Doch wer ständig bis zur letzten Sekunde damit wartet, die Aufgaben zu erledigen, spielt mit seiner Gesundheit: Studien haben gezeigt, dass Prokrastinierer häufiger an Erkältungen, Grippe, Magenproblemen und Schlafstörungen leiden sowie einen erhöhten Alkoholkonsum haben. Viele Betroffene fühlen zwar, dass die Verzögerungstaktik am Ende mehr Stress mit sich bringt. Dennoch mangelt es den meisten an Einsicht.

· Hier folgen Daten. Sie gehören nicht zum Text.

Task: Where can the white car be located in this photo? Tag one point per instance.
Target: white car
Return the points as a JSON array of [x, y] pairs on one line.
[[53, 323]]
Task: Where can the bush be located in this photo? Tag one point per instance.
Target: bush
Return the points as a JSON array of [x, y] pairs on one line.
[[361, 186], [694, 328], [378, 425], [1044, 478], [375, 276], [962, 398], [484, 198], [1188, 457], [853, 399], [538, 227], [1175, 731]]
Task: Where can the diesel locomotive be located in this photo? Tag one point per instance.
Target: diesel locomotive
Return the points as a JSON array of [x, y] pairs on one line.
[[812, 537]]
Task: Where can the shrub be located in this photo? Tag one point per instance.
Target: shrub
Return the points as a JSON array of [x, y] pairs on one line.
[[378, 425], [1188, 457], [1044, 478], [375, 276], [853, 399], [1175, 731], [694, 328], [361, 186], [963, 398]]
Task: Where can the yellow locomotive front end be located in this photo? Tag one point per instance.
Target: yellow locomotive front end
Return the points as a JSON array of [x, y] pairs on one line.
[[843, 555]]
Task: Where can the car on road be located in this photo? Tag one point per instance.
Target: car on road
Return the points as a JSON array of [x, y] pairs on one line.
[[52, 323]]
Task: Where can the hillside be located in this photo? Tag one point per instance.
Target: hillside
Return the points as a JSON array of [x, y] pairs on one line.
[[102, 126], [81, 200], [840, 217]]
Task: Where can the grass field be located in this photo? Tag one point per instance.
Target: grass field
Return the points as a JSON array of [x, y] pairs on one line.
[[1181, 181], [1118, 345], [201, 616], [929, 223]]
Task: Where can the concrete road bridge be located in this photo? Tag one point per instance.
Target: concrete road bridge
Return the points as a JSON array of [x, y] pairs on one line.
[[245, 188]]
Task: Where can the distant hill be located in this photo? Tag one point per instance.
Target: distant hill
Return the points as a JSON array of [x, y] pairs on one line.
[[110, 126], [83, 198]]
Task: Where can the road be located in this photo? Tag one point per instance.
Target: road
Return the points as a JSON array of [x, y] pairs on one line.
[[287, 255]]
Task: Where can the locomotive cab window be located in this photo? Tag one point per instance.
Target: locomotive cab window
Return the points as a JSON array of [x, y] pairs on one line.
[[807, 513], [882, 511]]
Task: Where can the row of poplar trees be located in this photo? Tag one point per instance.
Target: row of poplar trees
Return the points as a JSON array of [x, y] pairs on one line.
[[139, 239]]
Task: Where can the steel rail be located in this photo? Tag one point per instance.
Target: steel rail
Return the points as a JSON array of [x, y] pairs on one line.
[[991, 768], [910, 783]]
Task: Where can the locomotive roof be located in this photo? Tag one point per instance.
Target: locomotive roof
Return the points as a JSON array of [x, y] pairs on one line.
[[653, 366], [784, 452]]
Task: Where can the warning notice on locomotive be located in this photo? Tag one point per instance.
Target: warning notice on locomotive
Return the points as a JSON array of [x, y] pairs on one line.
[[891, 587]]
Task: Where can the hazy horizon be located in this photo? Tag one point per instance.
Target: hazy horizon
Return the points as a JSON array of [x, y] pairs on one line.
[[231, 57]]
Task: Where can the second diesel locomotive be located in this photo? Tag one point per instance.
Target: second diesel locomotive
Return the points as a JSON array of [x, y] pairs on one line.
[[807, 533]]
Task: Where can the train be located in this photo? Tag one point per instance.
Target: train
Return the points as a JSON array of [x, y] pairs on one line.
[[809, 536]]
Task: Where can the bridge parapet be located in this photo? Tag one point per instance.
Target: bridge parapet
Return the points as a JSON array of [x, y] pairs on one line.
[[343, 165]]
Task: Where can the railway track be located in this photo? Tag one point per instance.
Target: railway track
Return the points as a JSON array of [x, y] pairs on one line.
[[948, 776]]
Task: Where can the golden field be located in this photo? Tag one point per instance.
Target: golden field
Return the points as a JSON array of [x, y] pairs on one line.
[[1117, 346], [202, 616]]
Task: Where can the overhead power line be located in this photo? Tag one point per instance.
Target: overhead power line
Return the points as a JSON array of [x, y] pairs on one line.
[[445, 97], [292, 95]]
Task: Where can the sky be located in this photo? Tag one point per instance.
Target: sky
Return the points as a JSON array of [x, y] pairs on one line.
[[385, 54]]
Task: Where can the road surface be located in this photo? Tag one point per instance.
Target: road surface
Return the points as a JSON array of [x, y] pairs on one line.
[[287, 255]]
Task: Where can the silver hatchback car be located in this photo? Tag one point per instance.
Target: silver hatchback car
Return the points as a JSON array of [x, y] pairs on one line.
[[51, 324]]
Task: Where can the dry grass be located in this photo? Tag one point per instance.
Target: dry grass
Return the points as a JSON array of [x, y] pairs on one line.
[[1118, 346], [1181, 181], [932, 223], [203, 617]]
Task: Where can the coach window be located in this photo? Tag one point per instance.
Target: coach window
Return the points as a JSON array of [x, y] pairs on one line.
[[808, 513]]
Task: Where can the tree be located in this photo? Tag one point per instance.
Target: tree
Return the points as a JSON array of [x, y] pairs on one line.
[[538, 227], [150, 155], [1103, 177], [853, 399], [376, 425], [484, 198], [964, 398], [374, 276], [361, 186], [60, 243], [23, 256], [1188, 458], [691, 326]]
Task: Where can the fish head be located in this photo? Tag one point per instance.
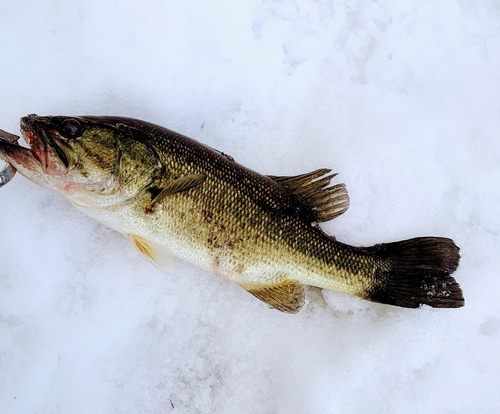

“Dann helfen auch alle Tipps nicht”, sagt Watzke-Otte. Grundsätzlich seien alle Aufschieber optimistisch, was die Zeit betrifft, die ihnen zur Verfügung steht. Das Problem: “Hinzu kommen relativ hohe Ansprüche bei gleichzeitig geringem Vertrauen in das eigene Wissen und Können”, sagt Watzke-Otte. “Das ist eine oft lähmende Kombination.”

Ihrer Meinung nach packt man das Übel am besten an der Wurzel, indem man sich zuerst fragt, warum man die Arbeit aufschiebt. Kennt man den Grund, lässt sich dieser besser beseitigen. “Ist jemand zum Beispiel der Meinung, etwas sowieso nicht zu schaffen”, sagt Watzke-Otte, “kann er sich fragen: ‘Was ist zu tun, damit ich es schaffe?’”

Gegen die Aufschieberitis empfiehlt die Trainerin eine Drei-Minuten-Regel: Aufgaben, die nur wenig Zeit und Energie kosten, sollten schnell erledigt und nicht lange aufgeschoben werden. Vielen helfe es, sich die anstehenden Dinge aufzuschreiben. Das fühle sich verbindlicher an, als wenn die To Dos nur im Kopf umherschwirren.

Schwierig wird es, wenn Betroffene vor großen Projekten in Panik geraten oder gar Resignation empfinden. Auch das kann ein ständiges Aufschieben zur Folge haben. In diesen Fällen sei es hilfreich, so Watzke-Otte, die anscheinend unübersichtliche Aufgabe in kleine, konkret formulierte und terminierte Arbeitsschritte zu zerlegen, um die Hemmschwelle herabzusetzen.

Lifestyle-Aufschieber: “Ich brauche halt den Druck!”

Andere wiederum glauben, nur dann gute Arbeit abzuliefern, wenn sie das Projekt quasi in der letzten Minute erledigen und sich genügend Druck aufgebaut haben. Diese so genannten Lifestyle-Aufschieber stellen laut Watzke-Otte rund 15 Prozent der Aufschieber dar. “Sie lieben den Adrenalin-Kick, der durch das Hinauszögern entsteht.”

Machten diese Menschen erst einmal die Erfahrung, dass es auch so klappt, glaubten sie irgendwann, dass sie nicht trotz des Aufschiebens erfolgreich waren, sondern wegen dieses Lasters. Ihr Argument lautet dann: “Ich brauche halt den Druck!” Gerade diese Gruppe sei trotz der drohenden Stress Belastung besonders beratungsresistent, sagt Watzke-Otte.

Allen, die gegen ihre Aufschieberitis vorgehen wollen, legt die Expertin nahe: Auf keinen Fall darauf warten, dass sich von selbst die Lust einstellt, eine Aufgabe anzugehen. Sie empfiehlt, Startsignale zu entwickeln. Zum Beispiel: Erst einen Kaffee kochen und die Unterlagen kurz ordnen – und los geht’s. Und um die Motivation zu erhalten, könne man sich nach jedem Arbeitsschritt etwas gönnen, das Spaß macht. Vor allem aber sollte man sich selbst loben und über seine Fortschritte freuen können.